The Nevada Highway Patrol (NHP) relationship also continued to flower in 2005. NHP is more a part of the total law enforcement team than ever before. A representative attended Daily Agency Meetings on playa and responded to requests for information and perspective relative to their areas of responsibility.

Pershing County Sheriff Office (PSCO)

Historically strained relationships with PCSO have improved, and this agency was probably the most communicative and cooperative group the LEAL team worked with on playa this year. The quality of this working relationship has improved for several reasons. For one, LEAL representatives communicated with PCSO extensively in the winter months to address their concerns about Burning Man 2005. This effort continued with action to respond to their requests (for example, informing theme camps with bars about avoiding underage drinkers). They were pleased with these efforts, and their previously expressed concerns became non-issues.

Second, the LEAL team made an express effort to be forthright and honest in all communications with PCSO. They came to appreciate the lack of any “game playing” and responded with open communications themselves. This experience illustrates how such positive relationships develop. An “instant breakthrough” resulted in 2005 after 6 years of diligent work.

Third, PCSO officers distinguished themselves on playa this year. In particular, they could not have exhibited more professionalism and sensitivity in cases such as domestic violence. These achievements received specific notice and were reported to all at the Daily Agency Meeting.

Finally, some real successes resulted from working with PCSO on playa this year. The Rangers and LEAL coordinated closely with PCSO on two separate occasions to apprehend two sexual assault suspects. These instances showed everyone just how far working relationships between law enforcement agencies and the Burning Man Project can reach.

Bureau of Land Management Law Enforcement (BLM LE)

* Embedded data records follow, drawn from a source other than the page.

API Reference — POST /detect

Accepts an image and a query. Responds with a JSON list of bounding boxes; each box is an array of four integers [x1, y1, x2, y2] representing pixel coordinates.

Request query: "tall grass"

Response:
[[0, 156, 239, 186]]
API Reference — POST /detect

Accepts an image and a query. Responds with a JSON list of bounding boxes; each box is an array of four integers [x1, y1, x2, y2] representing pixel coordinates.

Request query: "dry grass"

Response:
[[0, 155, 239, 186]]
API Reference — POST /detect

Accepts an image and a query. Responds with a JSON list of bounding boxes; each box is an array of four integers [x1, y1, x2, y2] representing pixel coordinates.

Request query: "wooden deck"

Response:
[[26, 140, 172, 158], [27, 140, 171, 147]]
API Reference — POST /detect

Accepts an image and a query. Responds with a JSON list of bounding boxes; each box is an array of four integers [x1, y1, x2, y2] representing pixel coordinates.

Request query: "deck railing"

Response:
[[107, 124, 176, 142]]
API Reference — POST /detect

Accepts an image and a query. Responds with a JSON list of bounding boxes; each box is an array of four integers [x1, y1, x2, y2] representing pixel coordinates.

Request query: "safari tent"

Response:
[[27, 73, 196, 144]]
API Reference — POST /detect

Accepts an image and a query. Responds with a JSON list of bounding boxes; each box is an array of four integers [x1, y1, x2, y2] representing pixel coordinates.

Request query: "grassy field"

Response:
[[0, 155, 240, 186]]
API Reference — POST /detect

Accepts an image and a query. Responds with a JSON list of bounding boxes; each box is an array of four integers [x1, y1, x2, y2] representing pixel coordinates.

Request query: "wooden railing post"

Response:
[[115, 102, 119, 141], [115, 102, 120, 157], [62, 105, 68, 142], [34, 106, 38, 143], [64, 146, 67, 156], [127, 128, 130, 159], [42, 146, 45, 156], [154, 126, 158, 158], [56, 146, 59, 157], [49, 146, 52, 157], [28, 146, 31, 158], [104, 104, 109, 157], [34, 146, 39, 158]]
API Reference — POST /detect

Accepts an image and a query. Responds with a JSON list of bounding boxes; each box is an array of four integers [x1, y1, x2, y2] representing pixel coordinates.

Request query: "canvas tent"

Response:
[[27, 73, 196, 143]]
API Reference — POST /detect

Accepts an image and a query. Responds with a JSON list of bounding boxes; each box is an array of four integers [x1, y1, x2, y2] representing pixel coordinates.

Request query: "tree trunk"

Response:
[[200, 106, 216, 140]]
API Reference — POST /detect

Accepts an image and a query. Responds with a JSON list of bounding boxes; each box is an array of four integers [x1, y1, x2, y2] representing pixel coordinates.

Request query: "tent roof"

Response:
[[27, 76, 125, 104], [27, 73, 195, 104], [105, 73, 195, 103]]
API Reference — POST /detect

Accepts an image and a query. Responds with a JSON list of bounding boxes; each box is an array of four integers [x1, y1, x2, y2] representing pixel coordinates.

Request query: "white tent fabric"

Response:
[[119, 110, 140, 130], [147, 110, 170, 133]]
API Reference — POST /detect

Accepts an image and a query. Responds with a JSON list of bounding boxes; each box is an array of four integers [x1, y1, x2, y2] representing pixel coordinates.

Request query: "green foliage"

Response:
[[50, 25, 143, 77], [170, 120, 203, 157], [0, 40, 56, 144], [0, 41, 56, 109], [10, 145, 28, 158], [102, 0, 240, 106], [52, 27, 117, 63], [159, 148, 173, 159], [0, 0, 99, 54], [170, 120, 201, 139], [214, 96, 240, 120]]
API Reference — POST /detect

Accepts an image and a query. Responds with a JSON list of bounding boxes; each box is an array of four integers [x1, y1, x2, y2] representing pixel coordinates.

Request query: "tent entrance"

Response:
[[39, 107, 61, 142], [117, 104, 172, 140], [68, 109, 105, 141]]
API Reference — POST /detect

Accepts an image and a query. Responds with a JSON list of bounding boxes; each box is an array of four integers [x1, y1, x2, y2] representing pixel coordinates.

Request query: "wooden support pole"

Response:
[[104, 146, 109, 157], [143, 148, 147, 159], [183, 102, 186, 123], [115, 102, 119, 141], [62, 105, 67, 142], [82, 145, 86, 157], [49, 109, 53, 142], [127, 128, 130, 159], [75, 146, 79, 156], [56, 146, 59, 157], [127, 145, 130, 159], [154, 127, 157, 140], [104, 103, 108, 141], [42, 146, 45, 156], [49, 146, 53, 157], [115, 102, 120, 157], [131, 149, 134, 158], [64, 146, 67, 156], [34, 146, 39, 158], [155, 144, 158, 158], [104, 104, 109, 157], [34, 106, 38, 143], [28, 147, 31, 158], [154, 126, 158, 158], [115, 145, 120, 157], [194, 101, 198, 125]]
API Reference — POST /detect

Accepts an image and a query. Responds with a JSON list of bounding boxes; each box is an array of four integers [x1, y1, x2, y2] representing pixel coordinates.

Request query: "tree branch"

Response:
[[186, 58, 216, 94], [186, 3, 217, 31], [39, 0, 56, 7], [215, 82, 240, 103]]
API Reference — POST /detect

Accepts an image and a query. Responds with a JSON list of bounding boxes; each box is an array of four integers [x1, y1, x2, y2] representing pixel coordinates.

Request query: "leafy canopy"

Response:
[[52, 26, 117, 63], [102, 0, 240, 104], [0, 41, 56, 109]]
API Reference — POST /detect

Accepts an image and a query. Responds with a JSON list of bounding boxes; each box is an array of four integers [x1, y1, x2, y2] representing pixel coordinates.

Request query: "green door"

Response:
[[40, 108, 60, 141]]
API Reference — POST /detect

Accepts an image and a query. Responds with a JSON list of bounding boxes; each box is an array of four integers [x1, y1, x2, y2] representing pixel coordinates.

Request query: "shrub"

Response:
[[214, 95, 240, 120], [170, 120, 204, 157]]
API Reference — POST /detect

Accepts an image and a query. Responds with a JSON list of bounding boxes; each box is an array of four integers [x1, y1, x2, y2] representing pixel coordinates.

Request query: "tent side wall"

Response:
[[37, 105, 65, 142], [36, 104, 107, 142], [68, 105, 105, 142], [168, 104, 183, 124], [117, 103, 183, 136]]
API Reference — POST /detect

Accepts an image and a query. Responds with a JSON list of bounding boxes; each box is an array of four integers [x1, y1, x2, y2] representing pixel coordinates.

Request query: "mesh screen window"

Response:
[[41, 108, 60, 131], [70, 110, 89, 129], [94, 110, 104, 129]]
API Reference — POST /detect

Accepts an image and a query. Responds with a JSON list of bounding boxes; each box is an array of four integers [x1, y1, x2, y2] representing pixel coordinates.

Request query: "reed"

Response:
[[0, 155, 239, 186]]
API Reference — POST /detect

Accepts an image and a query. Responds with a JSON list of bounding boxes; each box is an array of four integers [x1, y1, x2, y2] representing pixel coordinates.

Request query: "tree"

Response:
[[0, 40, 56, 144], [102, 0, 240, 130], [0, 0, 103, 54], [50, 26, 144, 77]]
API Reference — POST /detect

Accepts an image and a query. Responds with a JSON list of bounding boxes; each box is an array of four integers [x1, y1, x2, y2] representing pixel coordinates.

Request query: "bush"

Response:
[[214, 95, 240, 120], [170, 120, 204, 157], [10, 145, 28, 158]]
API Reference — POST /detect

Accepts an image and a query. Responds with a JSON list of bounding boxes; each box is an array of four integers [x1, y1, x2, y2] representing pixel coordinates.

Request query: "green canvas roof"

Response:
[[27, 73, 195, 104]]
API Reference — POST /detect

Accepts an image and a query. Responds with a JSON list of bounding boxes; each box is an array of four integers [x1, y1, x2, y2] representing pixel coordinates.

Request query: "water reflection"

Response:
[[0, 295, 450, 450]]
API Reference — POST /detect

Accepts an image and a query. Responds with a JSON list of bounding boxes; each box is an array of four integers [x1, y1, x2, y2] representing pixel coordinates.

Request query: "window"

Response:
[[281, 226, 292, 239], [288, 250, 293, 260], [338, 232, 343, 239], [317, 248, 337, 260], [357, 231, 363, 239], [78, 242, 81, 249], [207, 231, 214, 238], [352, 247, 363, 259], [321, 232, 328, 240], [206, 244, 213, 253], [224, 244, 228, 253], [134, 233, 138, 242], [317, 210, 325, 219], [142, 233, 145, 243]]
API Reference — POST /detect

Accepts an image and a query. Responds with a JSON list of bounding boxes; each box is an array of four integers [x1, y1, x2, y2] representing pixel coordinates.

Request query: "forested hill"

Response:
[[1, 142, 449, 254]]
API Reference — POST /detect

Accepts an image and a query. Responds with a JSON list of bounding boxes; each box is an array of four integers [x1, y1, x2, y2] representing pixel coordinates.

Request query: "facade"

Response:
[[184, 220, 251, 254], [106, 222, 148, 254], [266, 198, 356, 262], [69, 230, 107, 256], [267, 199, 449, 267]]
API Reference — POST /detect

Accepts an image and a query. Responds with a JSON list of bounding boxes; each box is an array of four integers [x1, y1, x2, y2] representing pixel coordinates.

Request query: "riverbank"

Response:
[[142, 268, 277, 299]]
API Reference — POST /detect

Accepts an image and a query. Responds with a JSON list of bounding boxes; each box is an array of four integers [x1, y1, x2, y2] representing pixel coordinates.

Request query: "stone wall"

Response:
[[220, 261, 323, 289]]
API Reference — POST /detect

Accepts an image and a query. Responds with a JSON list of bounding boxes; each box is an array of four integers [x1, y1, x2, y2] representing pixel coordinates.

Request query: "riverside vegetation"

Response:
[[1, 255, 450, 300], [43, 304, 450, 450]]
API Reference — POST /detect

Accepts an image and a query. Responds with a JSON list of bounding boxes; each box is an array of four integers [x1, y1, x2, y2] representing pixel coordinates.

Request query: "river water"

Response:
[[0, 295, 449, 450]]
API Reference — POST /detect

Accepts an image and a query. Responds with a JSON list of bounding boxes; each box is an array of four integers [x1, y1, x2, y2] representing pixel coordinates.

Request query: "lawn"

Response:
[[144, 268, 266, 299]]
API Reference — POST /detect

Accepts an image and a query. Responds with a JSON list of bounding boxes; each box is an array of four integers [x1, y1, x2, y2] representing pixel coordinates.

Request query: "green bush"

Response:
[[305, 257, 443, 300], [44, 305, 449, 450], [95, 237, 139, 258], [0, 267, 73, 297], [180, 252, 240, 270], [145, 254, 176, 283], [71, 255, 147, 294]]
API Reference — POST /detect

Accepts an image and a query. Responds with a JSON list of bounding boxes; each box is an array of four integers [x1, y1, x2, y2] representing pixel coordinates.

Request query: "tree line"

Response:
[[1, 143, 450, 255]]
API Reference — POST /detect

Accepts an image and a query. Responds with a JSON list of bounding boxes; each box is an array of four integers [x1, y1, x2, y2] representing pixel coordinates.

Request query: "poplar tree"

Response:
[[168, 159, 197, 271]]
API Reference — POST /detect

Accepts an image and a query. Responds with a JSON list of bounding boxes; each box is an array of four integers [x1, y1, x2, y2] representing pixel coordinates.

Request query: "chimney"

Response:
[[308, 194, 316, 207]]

The hard fact about quality relationships is that they take a long time to build. Trust operates much like a bank account – deposits must be made over time and sudden withdrawals of large amounts increase risk. Unfortunately, the LEAL team’s relationship with BLM LE did not improve in 2005. Communication and coordination problems generated on the Burning Man side caused some communication and coordination problems with BLM LE. A series of winter meetings are planned to heal any communication impasses that may exist.